つまり情景は漁師が小舟で川に出ていたら、美しい女性が急に現れたために頭クラクラに魅惑されて事故を起こし水中に没した。

一方、ドイツ語サイトで調べると・・・
ここを通りかかった船の乗組員が岸部から聞こえる金髪女性の美しすぎる歌声に魅了されているうちに崖に衝突して大破し、水中に放り出された。

小道具と情景が日本側解釈は漁夫と漁船で、みるみる川底に吸い込まれた、ということは渦に巻き込まれたようですから、浦島太郎にちょい似のイメージが見えてきます。
一方ドイツ側解釈では、割と大きな船に複数の乗組員がいて、そのうち船長が美しい金髪と美声に魅惑され、航路指示を誤って操縦不能、崖に激突大破、という感じです。

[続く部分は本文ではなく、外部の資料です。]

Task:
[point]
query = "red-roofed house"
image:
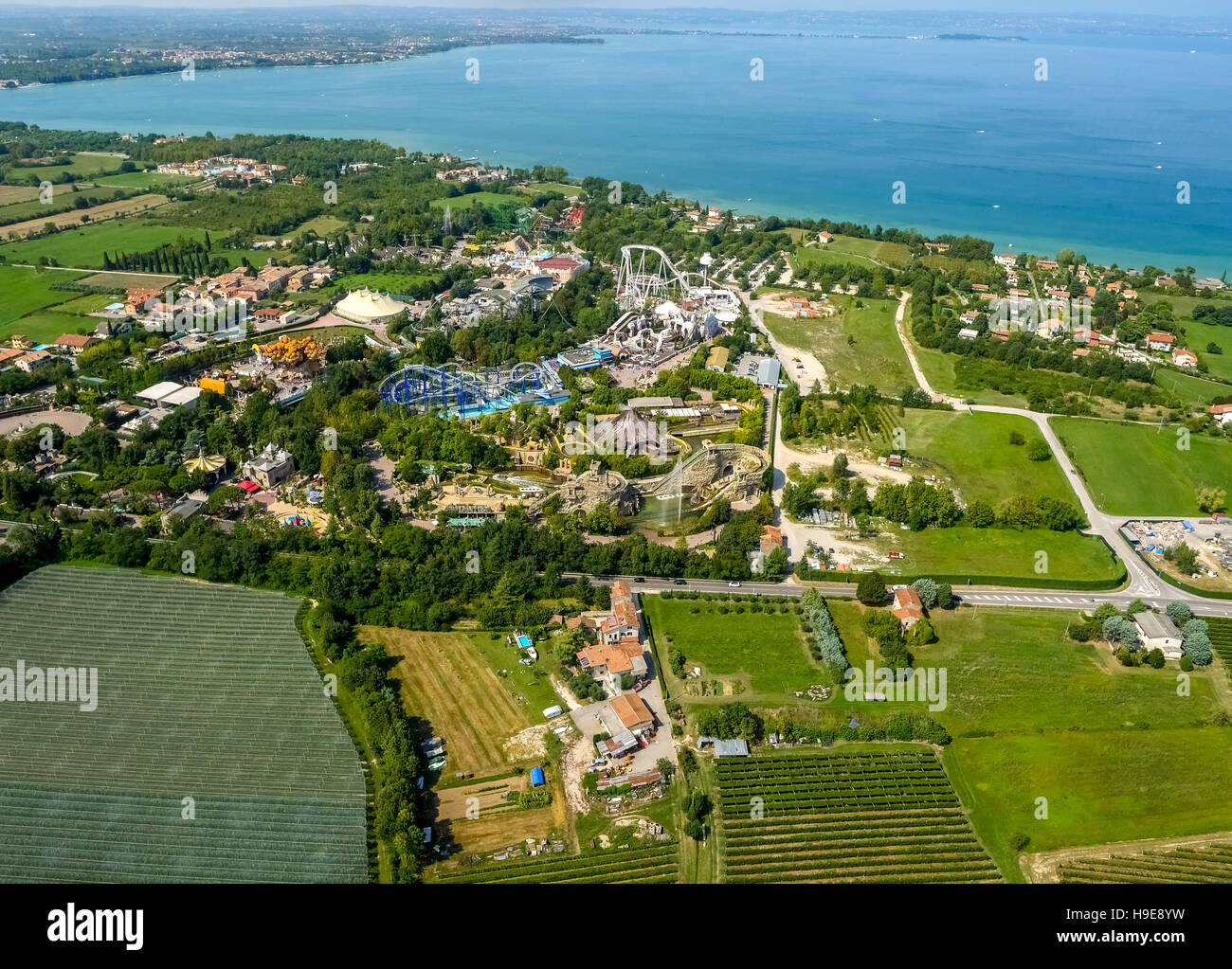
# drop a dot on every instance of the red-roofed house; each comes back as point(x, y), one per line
point(631, 713)
point(77, 343)
point(561, 269)
point(907, 607)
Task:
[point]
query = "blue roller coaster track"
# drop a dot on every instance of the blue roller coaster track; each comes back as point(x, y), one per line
point(469, 393)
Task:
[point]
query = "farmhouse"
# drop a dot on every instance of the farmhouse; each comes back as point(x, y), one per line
point(75, 343)
point(610, 664)
point(1158, 632)
point(1223, 413)
point(631, 714)
point(907, 606)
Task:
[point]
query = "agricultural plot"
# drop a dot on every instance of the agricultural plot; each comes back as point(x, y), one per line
point(84, 247)
point(212, 752)
point(95, 213)
point(1099, 450)
point(973, 451)
point(656, 863)
point(1221, 640)
point(1099, 785)
point(1208, 863)
point(871, 816)
point(764, 652)
point(857, 346)
point(447, 685)
point(26, 291)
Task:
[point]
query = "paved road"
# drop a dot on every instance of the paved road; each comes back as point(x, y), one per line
point(1144, 583)
point(1027, 599)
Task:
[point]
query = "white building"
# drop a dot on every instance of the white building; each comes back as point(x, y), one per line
point(1158, 632)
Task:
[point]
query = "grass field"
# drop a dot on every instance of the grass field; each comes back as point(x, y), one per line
point(886, 814)
point(488, 200)
point(186, 707)
point(47, 325)
point(82, 167)
point(1101, 451)
point(387, 282)
point(980, 553)
point(1013, 672)
point(448, 686)
point(95, 213)
point(850, 249)
point(973, 450)
point(651, 863)
point(84, 247)
point(31, 207)
point(563, 188)
point(875, 355)
point(1194, 390)
point(1099, 785)
point(143, 179)
point(1199, 333)
point(26, 291)
point(767, 653)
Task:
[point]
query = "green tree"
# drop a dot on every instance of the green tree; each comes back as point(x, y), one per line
point(871, 588)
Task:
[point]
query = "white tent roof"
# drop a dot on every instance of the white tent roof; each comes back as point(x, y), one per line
point(159, 390)
point(369, 303)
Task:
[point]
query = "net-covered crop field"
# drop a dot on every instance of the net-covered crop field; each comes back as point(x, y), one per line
point(876, 816)
point(1221, 640)
point(1198, 865)
point(658, 862)
point(204, 692)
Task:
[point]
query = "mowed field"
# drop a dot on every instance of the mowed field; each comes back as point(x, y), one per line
point(84, 247)
point(851, 249)
point(446, 684)
point(973, 450)
point(1199, 333)
point(765, 653)
point(873, 814)
point(1113, 457)
point(874, 356)
point(94, 214)
point(987, 554)
point(1011, 672)
point(26, 291)
point(1099, 785)
point(25, 202)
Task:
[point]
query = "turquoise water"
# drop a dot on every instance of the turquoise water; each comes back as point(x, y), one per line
point(1089, 158)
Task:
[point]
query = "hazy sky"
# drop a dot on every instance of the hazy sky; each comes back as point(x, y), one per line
point(1121, 8)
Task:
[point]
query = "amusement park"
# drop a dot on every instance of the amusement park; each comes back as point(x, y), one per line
point(665, 311)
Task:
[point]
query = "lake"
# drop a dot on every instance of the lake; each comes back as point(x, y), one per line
point(1089, 159)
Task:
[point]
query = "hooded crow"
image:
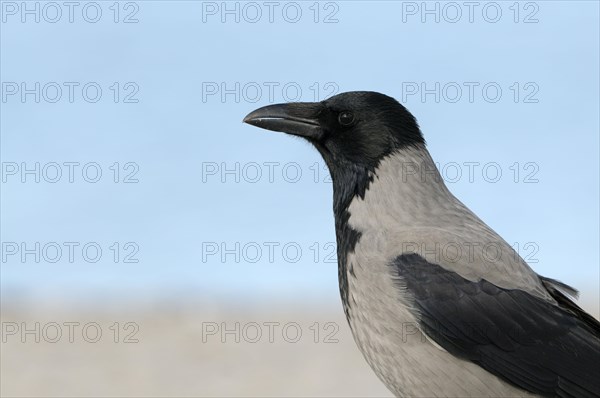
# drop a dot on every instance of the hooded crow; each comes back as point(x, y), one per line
point(438, 303)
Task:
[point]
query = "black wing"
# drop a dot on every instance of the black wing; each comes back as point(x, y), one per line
point(529, 342)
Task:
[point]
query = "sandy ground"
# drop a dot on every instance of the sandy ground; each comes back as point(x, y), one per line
point(179, 351)
point(191, 349)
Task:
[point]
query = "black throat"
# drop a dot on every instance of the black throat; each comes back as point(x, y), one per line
point(349, 181)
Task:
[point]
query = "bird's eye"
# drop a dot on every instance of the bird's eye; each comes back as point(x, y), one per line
point(346, 118)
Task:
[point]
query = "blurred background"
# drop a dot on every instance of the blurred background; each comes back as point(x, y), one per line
point(153, 245)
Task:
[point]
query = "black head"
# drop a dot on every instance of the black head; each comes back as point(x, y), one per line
point(350, 129)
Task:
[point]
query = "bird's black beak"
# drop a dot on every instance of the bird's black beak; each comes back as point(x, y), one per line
point(298, 118)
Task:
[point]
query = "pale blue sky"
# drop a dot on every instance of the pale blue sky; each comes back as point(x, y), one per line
point(179, 128)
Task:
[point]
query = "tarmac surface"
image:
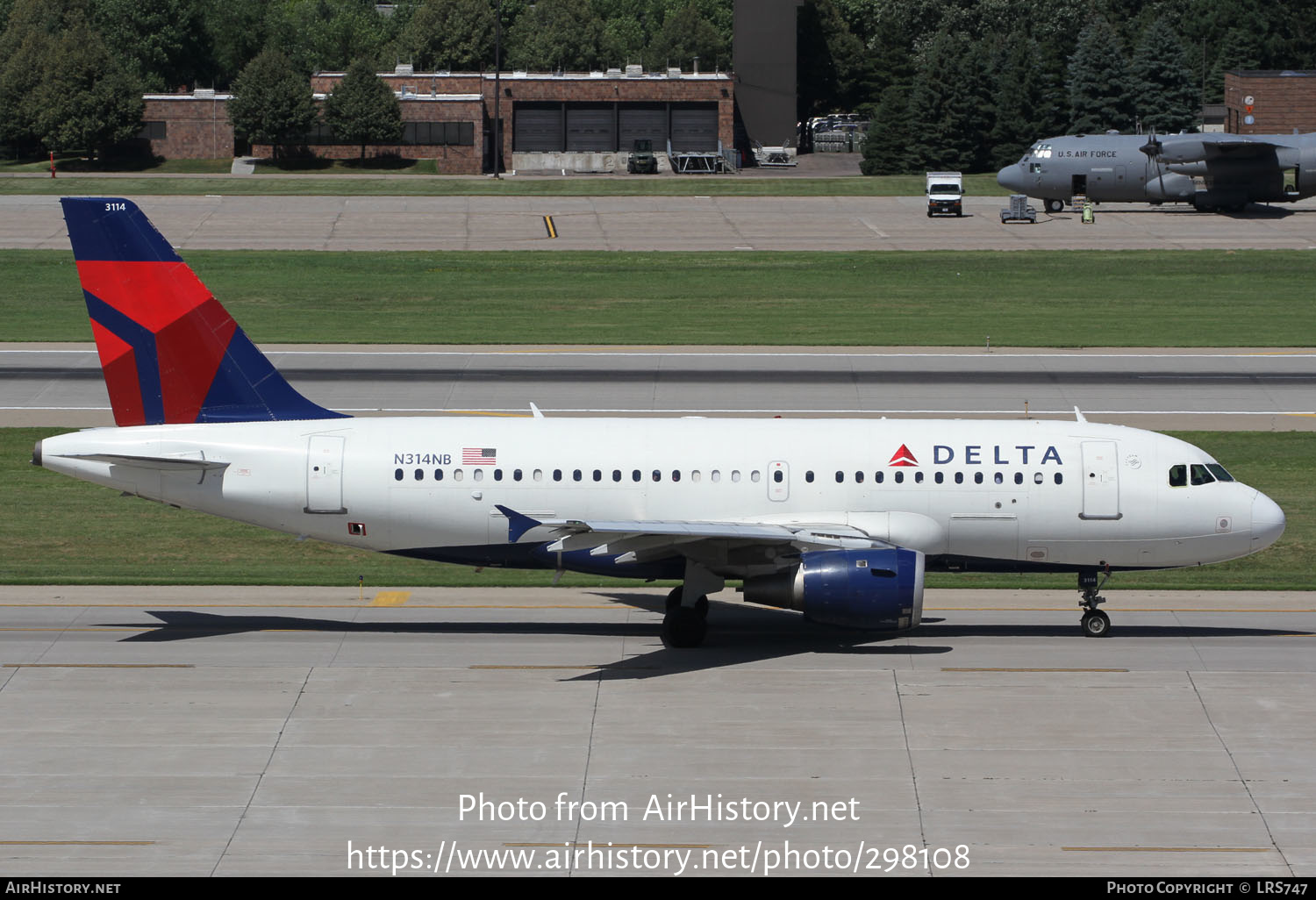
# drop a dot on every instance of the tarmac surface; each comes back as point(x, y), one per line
point(1236, 389)
point(662, 223)
point(250, 731)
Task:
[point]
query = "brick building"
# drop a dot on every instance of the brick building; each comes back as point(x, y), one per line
point(1270, 102)
point(579, 120)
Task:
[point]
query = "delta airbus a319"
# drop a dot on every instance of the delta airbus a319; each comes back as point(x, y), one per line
point(839, 518)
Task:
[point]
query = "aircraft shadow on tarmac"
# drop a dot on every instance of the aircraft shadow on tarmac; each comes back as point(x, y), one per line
point(736, 634)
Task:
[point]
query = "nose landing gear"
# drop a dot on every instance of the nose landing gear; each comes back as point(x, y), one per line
point(1094, 623)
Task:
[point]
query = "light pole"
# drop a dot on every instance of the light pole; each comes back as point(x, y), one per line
point(497, 87)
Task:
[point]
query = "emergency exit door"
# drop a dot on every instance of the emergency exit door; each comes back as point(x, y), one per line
point(778, 481)
point(324, 474)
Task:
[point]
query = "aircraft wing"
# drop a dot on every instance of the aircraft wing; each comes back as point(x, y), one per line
point(642, 539)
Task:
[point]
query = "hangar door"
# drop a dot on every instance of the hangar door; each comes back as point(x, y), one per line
point(694, 128)
point(590, 128)
point(537, 128)
point(642, 121)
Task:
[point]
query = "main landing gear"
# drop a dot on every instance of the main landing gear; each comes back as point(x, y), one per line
point(1094, 623)
point(686, 620)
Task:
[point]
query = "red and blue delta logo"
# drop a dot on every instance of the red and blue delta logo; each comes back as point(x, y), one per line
point(903, 457)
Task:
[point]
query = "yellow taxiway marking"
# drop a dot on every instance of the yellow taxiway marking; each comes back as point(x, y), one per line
point(1034, 670)
point(76, 844)
point(99, 666)
point(1169, 849)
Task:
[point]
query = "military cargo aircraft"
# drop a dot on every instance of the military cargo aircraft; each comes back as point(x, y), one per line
point(1212, 171)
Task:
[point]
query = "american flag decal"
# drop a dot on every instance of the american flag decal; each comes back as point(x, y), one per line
point(479, 457)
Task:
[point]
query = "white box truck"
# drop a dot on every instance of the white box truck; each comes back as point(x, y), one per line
point(945, 194)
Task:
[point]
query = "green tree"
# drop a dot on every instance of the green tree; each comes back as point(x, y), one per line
point(454, 34)
point(1165, 96)
point(1098, 82)
point(89, 99)
point(271, 102)
point(949, 105)
point(554, 34)
point(829, 61)
point(363, 110)
point(165, 39)
point(886, 150)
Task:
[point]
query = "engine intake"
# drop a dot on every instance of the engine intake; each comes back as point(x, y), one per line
point(876, 589)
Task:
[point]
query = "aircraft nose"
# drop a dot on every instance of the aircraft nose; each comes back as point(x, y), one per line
point(1011, 178)
point(1268, 521)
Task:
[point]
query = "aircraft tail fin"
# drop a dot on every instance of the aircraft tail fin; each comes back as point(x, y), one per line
point(168, 352)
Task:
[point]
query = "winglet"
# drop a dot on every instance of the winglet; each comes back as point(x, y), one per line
point(516, 523)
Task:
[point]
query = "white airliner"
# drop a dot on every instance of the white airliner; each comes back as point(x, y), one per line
point(839, 518)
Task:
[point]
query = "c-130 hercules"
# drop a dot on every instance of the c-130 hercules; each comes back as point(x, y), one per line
point(1234, 168)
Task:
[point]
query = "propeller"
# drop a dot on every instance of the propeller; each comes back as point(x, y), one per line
point(1153, 149)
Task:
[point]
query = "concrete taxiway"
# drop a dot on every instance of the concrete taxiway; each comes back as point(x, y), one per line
point(1239, 389)
point(661, 223)
point(258, 731)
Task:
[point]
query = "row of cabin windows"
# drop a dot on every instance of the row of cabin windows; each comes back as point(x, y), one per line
point(778, 476)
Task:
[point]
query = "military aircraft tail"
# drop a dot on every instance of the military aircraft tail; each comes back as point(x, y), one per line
point(168, 350)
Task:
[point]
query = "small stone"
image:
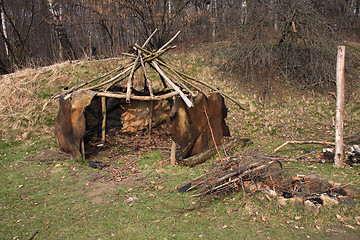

ライン川では古くから物流が行われ、周辺の城は貨物船の通行税を徴取する目的だったようですから、ローレライ伝説は貨物船の船長が起こした事故物語と解釈する方が、浦島太郎っぽい解釈より妥当そうな気がします。

友人との議論の焦点は「果たして女性の美声と金髪で沈没事故するまで魅惑されるものなのか?」。

議論の末にたどり着いた結論は・・・
美声と金髪は後から付け足した言い訳で、本当は女性が裸だったからではなかろうか?!
もし裸女性が急に見えたら(多分船長は男だから)そっちを見まくるだろう。川の流れは早く、すこしの時間でも船は流され、女性に目がない船長はまさにそっちに集中しているから船員の「ヤバイ!船長、早く舵を!」という叫びも船長が聞きとらなかったから事故になったのではないか!

それを裏付けそうな証拠は・・・
ローレライの崖に通じる歩道沿いのローレライ像。
この妖精の身にまとうコスチュームを見れば、どうも結論は正そうだ、と自信を持ってしまいます。